Alex Vanderburgh is a Japanophile of note who was bitten by the martial arts bug that bites so many. He developed a martial arts / emotional intelligence combination program to youth all over the bay area. The programs are in elementary, Middle Schools, and at a national HMO. Alex holds a Shodan (first Degree) black belt in Kenpo Karate, a Shodan in Okinawan Kobudo, (weapons) and a Sandan (third degree black belt) in Aikido. Basically he is one of my more bad-ass costumers who came to sake with the same zest and zeal as he did to martial arts. I first started taking note of Alex when he would come into the store with list upon list. Everybody knows that I love folks with lists. Alex's list was compiled of the 50 brews that I recommended trying in my book, plus a secondary list of sakes from John G's book, and a personal list of sakes tasted in Japan. Is Alex a sommelier - No! Is he a writer - No! Is he an authority - No! But he is passionate - extremely passionate about sake and that is why I asked him to pick a brew or two that jumped out at him on his journeys.

Alex provided me a list of sakes that he felt compelled to write about. I said whooooaaaaaa - way too many! But two brews stood out and I challenged Alex to compare and contrast two very different Dai Ginjos that we sell at True Sake. Most consumers pigeon hole Dai Ginjo into the soft/light/layered category, but few have been overpowered by big and bombastic premium brews. So Alex took the bait and herewith is his review of two Junmai Dai Ginjos - tigers of differing stripes.

Tail of Two Dai Ginjos- Harushika and Senpuku KuraAlthough I am new to the world of Sake- just finishing my first year- I could not resist the pun for this comparison. I am still struggling for the words that describe how radically different these two are- yet both wonderful in their own ways. They are both classified as Dai Ginjo, and both have a 50% seimeibui on their labels, but taste and feel like two different worlds. Side by side Senpuku Kura is 5 weight classes away. As a martial artist I would have to say that if they had to fight it out in the ring Senpuku Kura would knock Harushika out in one girlfriend absolutely loved Harushika and hated Senpuku Kura.

Where Senpuku Kura is bold, with a full body and a tail that lasts for days, Harushika was light, reminiscent of Yaegaki's Mu (which she also likes) It tricks you into thinking you are drinking water for a second, then suddenly the nuances start to appear and it blossoms into an amazing watercolor painting of flavor. Part of my brain wanted to find the reasons, the facts, the why this clear liquid in this bottle, that looks just like that clear liquid can possibly taste so amazingly different.

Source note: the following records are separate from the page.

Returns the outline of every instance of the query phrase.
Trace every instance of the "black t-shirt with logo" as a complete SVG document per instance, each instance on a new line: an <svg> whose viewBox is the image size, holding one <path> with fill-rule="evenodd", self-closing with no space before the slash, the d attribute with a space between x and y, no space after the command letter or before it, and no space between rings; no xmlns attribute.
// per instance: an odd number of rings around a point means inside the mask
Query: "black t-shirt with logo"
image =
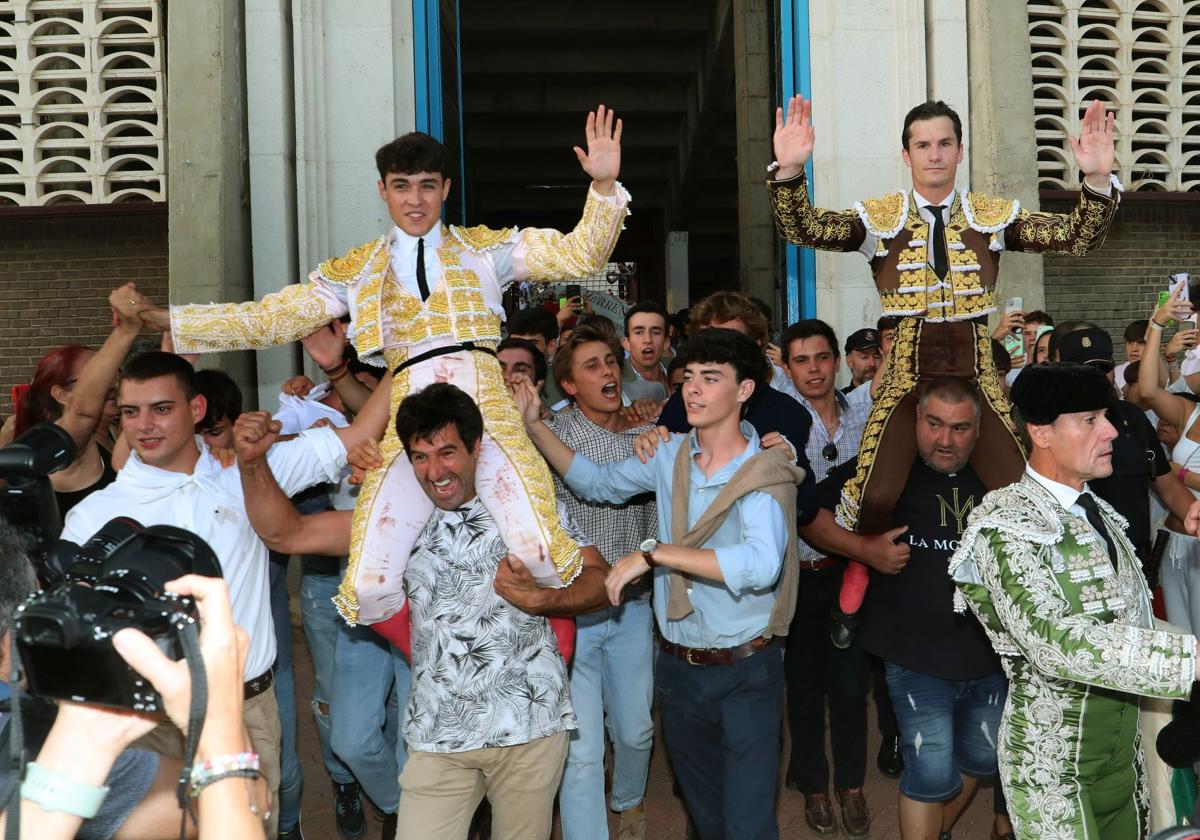
<svg viewBox="0 0 1200 840"><path fill-rule="evenodd" d="M833 509L857 460L829 473L817 485L823 508ZM983 482L971 467L943 475L917 458L892 512L892 527L908 526L900 538L912 553L898 575L871 570L860 611L858 638L880 659L942 679L977 679L1000 671L979 622L954 612L950 554L967 516L983 499Z"/></svg>

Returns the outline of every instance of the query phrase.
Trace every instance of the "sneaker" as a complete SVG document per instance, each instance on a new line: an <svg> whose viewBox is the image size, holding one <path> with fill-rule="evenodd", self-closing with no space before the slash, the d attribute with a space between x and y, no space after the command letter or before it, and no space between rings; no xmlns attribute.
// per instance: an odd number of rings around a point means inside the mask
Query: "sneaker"
<svg viewBox="0 0 1200 840"><path fill-rule="evenodd" d="M804 794L804 822L817 834L838 833L838 818L833 815L828 793Z"/></svg>
<svg viewBox="0 0 1200 840"><path fill-rule="evenodd" d="M344 785L334 782L334 818L337 833L346 840L358 840L367 833L367 818L362 812L362 791L356 781Z"/></svg>
<svg viewBox="0 0 1200 840"><path fill-rule="evenodd" d="M304 840L304 829L300 828L300 823L298 822L288 830L281 830L278 836L280 840Z"/></svg>
<svg viewBox="0 0 1200 840"><path fill-rule="evenodd" d="M646 805L640 803L620 812L617 840L646 840Z"/></svg>
<svg viewBox="0 0 1200 840"><path fill-rule="evenodd" d="M871 809L866 806L863 788L838 788L838 803L841 805L841 829L847 840L866 840L871 834Z"/></svg>

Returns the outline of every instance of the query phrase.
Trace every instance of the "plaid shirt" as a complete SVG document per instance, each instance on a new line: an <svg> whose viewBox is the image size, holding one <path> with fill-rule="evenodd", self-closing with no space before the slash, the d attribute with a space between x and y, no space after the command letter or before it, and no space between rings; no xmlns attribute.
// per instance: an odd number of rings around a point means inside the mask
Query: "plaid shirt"
<svg viewBox="0 0 1200 840"><path fill-rule="evenodd" d="M548 420L547 425L572 451L596 463L632 457L634 442L652 427L647 424L624 432L611 432L588 420L574 403ZM637 551L643 540L658 534L658 505L653 493L643 493L625 504L584 502L568 490L557 474L554 492L576 527L595 545L608 565ZM625 587L622 600L644 600L649 596L650 576L643 575Z"/></svg>
<svg viewBox="0 0 1200 840"><path fill-rule="evenodd" d="M859 388L866 389L870 389L870 386L871 383L859 385ZM866 418L871 414L871 403L869 401L851 402L836 388L833 390L833 395L838 402L838 413L841 415L841 424L838 426L838 431L834 432L833 438L826 431L824 424L821 422L821 416L812 408L812 403L804 397L799 397L800 404L812 415L812 431L809 432L809 440L804 444L804 454L809 456L809 464L812 467L812 478L817 484L824 481L826 476L829 475L829 470L834 467L846 463L858 455L858 448L863 443L863 428L866 426ZM832 458L824 456L824 449L829 444L833 444L834 449L838 450L838 454ZM800 560L815 560L821 557L824 557L824 552L817 551L804 540L800 540Z"/></svg>

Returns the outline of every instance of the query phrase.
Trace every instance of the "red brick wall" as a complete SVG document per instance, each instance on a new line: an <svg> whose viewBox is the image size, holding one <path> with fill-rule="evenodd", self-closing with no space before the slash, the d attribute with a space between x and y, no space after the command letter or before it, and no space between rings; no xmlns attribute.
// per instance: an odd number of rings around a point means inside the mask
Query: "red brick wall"
<svg viewBox="0 0 1200 840"><path fill-rule="evenodd" d="M1069 212L1073 202L1043 202ZM1046 312L1054 319L1094 320L1112 336L1124 360L1126 325L1148 318L1166 276L1189 271L1200 278L1200 202L1127 199L1104 245L1086 257L1046 257Z"/></svg>
<svg viewBox="0 0 1200 840"><path fill-rule="evenodd" d="M0 216L0 416L46 350L98 347L106 302L133 281L167 301L167 215Z"/></svg>

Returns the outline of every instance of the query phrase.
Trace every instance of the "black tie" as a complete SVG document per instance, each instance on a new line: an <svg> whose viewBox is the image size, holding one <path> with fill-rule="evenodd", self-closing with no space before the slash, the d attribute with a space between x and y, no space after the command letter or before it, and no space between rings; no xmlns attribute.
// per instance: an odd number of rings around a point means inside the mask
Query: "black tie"
<svg viewBox="0 0 1200 840"><path fill-rule="evenodd" d="M425 280L425 240L416 240L416 288L421 290L421 300L430 299L430 284Z"/></svg>
<svg viewBox="0 0 1200 840"><path fill-rule="evenodd" d="M946 280L946 272L950 270L950 256L946 251L946 221L942 218L946 205L930 204L925 209L934 214L934 241L930 242L934 247L934 274L938 280Z"/></svg>
<svg viewBox="0 0 1200 840"><path fill-rule="evenodd" d="M1100 536L1104 538L1104 545L1109 547L1109 559L1112 560L1112 568L1116 569L1117 546L1112 541L1104 520L1100 517L1100 509L1096 504L1096 498L1091 493L1080 493L1079 498L1075 499L1075 504L1084 509L1084 515L1087 517L1088 524L1096 528Z"/></svg>

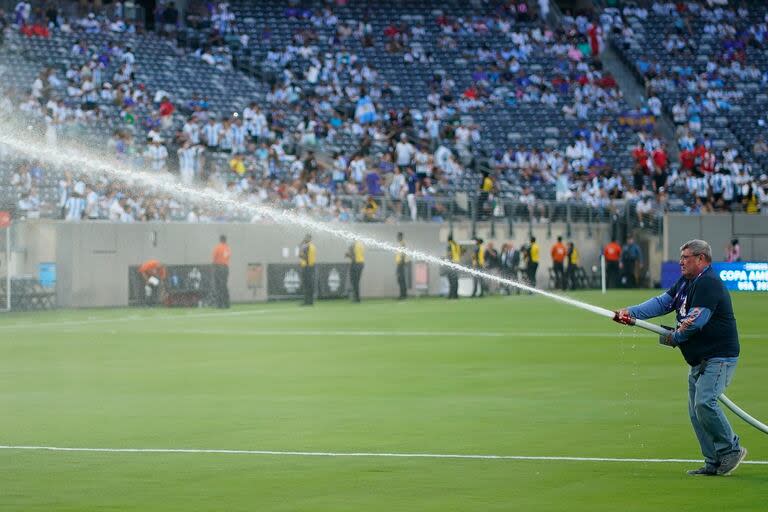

I did find, after checking the details, that Senpuku Kura lists on the label it is made from "senbonishiki rice" which I could not find in any references for in my 6 sake books. Many sake are made with Yamadanishiki, some with Omachi, or several other sake rices- but I have not so far found much about this varietal. (With my luck I will learn that it is just another way of saying Yamada nishiki in Japanese) Of course, there is the water, I am sure the water in Nara, near the pacific ocean, must have different characteristics than the water in Hiroshima, on the east side.

The SMV did not offer much in the way of clues, with Harushika at +2.5 and Senpuku Kura at +3.0 Ultimately I am left appreciating the mystery- and the magic of the sake making process itself. Who knows what secrets the Toji have in making each one of these two sake. I realize now I must taste these two again- side by side- (of course- after I recover from April 15th!) I found that Harushika earned a place at the dinner table in Noe valley- while Senpuku Kura and I went off to my tent in the Marin Headlands. It went quite will with my backpacking staple meal of Ramen and beef jerky while huddled in my tent- and kept me warm in the wind and rain- the bold flavor and body able to match the elements.

Harushika stayed in the dry warm home in the city- like my significant other- who thinks that "roughing it" means a Bed and Breakfast in Mendicino- not interested in howling wind and rain. Perhaps this metaphor best describes the differences in these two sakes. Where Harushika is subtle and delicate, Senpuku Kura is bold and beefy. Where Harushika is urban and sophisticated, Senpuku Kura is wild and wooly- yet all within a range of parameters that are similar, both have a sense of refinement, layered, complex and interesting flavors- with a lingering note of what I can only so far call something that reminds me of a wintergreen lifesaver.

Well done Alex! Now I'd love to answer all of your questions and ponderings as to why these brews differ - the secrets of the rice (yes the rice is a blend and not just Yamadanishiki only), the secrets of the water (one is vastly harder than the other), and the secrets of how the tojis tweaked rice of the same milling percentages to taste entirely different in concept (one is a genshu - undiluted sake - with roughly an 18% alcohol content) but I will leave these up to you to discover on your own! Nevertheless here are my brief store reviews for these two brews:

Harushika "Spring Deer"
From Nara Prefecture.
Junmai Dai Ginjo.
SMV: +2.5 Acidity: 1.3
When was the last time that you smelled watermelon and caramel in the same scent? You will also catch a feint hint of sweet rice and rose pedals. Spring Deer is a terrific example of silky Dai Ginjo that has tons of flavor in a creamy and velvety package. It is almost like drinking flavored water. There is a light gooeyness that is neither sweet nor dry just round and silky. It is as soft as a sake comes. So quiet yet so boisterous in feel and complexity. Balanced perfectly this is truly clever Dai Ginjo that explores the veils and nuances of sake.
WORD: Silky
WINE: Soft Reds/ Light Whites
BEER: Blonde Ales
FOODS: Very simple dishes with light flavors, fish mousse, soft buttery cheeses, steamed crab, briny oysters.
Senpuku "Kura" - "Wine Cellar Of 1,000 Fortunes" 
From Hiroshima Prefecture.
Junmai Dai Ginjo.
SMV: +3
Rice: Yamadanishiki/Omachi-Hattan milled to 50%.
This Dai Ginjo has a nectarine and dried fruit nose with a slight hint of coconut. It is dry for a Dai Ginjo and this manifests itself with a springy start and middle-mouth of grass and aromatic flavorings. Vivid and gripping - the viscosity is thick and abundant and the full-bodied richness is not lost on a subtle acidity. Definitely a red wine drinker's Dai Ginjo with lots of flavor and character.
WORD: Bold
WINE: Big Reds
BEER: Guinness/Stouts
FOODS: Baked eel, scallops with broccoli, white fish with ponzu, anything off of the grill, tempura.